Class 8: Data Science 1 — Pandas, SQL, Regressions#
Come in. Sit down. Open Teams.
Make sure your notebook from last class is saved.
Open up the Jupyter Lab server.
Open up the Jupyter Lab terminal.
Activate Conda:
module load anaconda3/2022.05
Activate the shared virtual environment:
source activate /courses/PHYS7332.202510/shared/phys7332-env/
Run
python3 git_fixer2.py
Github:
git status (figure out what files have changed)
git add … (add the file that you changed, aka the
_MODIFIED
one(s))git commit -m “your changes”
git push origin main
Goals of today’s class#
Get comfortable using
pandas
for tabular dataLearn how to use basic SQL commands
Understand how regressions work at a very high level.
Pandas#
Adapted from 10 minutes to pandas
pandas is a Python library for manipulating & analyzing data.
We usually import pandas like this:
import pandas as pd
pandas has two basic units that we care about: a Series
and a DataFrame
. Series
are roughly akin to lists – they’re one-dimensional and can hold data of any type. DataFrames
are two-dimensional (they have rows and columns) and are indexed by one or more columns. This means that a row can be identified by the labels in the index column. Each column of a DataFrame
is also a Series
.
We’ll focus on DataFrames
for now. We can populate a DataFrame
in a few different ways. First, let’s instantiate a DataFrame
with our own data.
Making a DataFrame:#
df = pd.DataFrame({
"Name": ["Orca", "Blue Whale", "Beluga Whale", "Narwhal"],
"Weight": [22000, 441000, 2530, 3500],
"Cute":[True, True, True, True],
"Habitat": ["Everywhere", "Everywhere", "Arctic", "Arctic"],
})
Let’s look at the types the columns of df
have:
df.dtypes
Name object
Weight int64
Cute bool
Habitat object
dtype: object
Wow! These are a lot of different types!
We can also access the column names like this:
df.columns
Index(['Name', 'Weight', 'Cute', 'Habitat'], dtype='object')

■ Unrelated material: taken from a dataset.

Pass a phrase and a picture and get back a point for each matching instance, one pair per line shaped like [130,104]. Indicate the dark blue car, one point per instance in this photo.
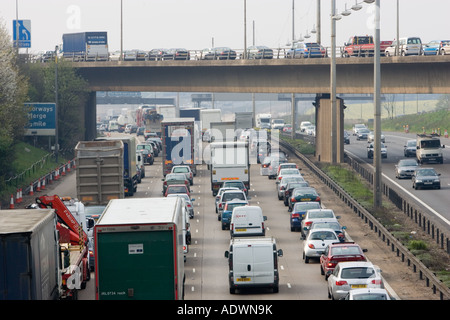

or see the first 3 entries like this:
df.head(3)
Name | Weight | Cute | Habitat | |
---|---|---|---|---|
0 | Orca | 22000 | True | Everywhere |
1 | Blue Whale | 441000 | True | Everywhere |
2 | Beluga Whale | 2530 | True | Arctic |
Common Pandas operations#
Sorting#
Now we’ll practice some common operations in pandas. One thing we might want to do is sort a dataframe by a particular column:
df.sort_values(by="Weight", ascending=False)
Name | Weight | Cute | Habitat | |
---|---|---|---|---|
1 | Blue Whale | 441000 | True | Everywhere |
0 | Orca | 22000 | True | Everywhere |
3 | Narwhal | 3500 | True | Arctic |
2 | Beluga Whale | 2530 | True | Arctic |
What happens if we change the ascending
parameter to True?
Can you sort the dataframe alphabetically by species name?
# Your turn!!!
Filtering#
Another common thing we can do in Pandas is filtering. This means we only select the rows that match a specific condition. Let’s filter for all the cetaceans whose weight is over 5000 pounds:
df[df.Weight > 5000]
Name | Weight | Cute | Habitat | |
---|---|---|---|---|
0 | Orca | 22000 | True | Everywhere |
1 | Blue Whale | 441000 | True | Everywhere |
Here, we’re referring to the Weight
column as an attribute of our dataframe df
. However, we can also refer to the column like we would a key in a dictionary, with the same result:
df[df['Weight'] > 5000]
Name | Weight | Cute | Habitat | |
---|---|---|---|---|
0 | Orca | 22000 | True | Everywhere |
1 | Blue Whale | 441000 | True | Everywhere |
Can you filter the dataframe to get all the cetaceans that live in the Arctic?
# Your turn!!
Adding a column#
We can also add a column to the dataframe as long as it’s the same length as the existing dataframe:
df["Food"] = ["Everything", "Krill", "Squid, Clams, Octopus, Cod, Herring", "Fish"]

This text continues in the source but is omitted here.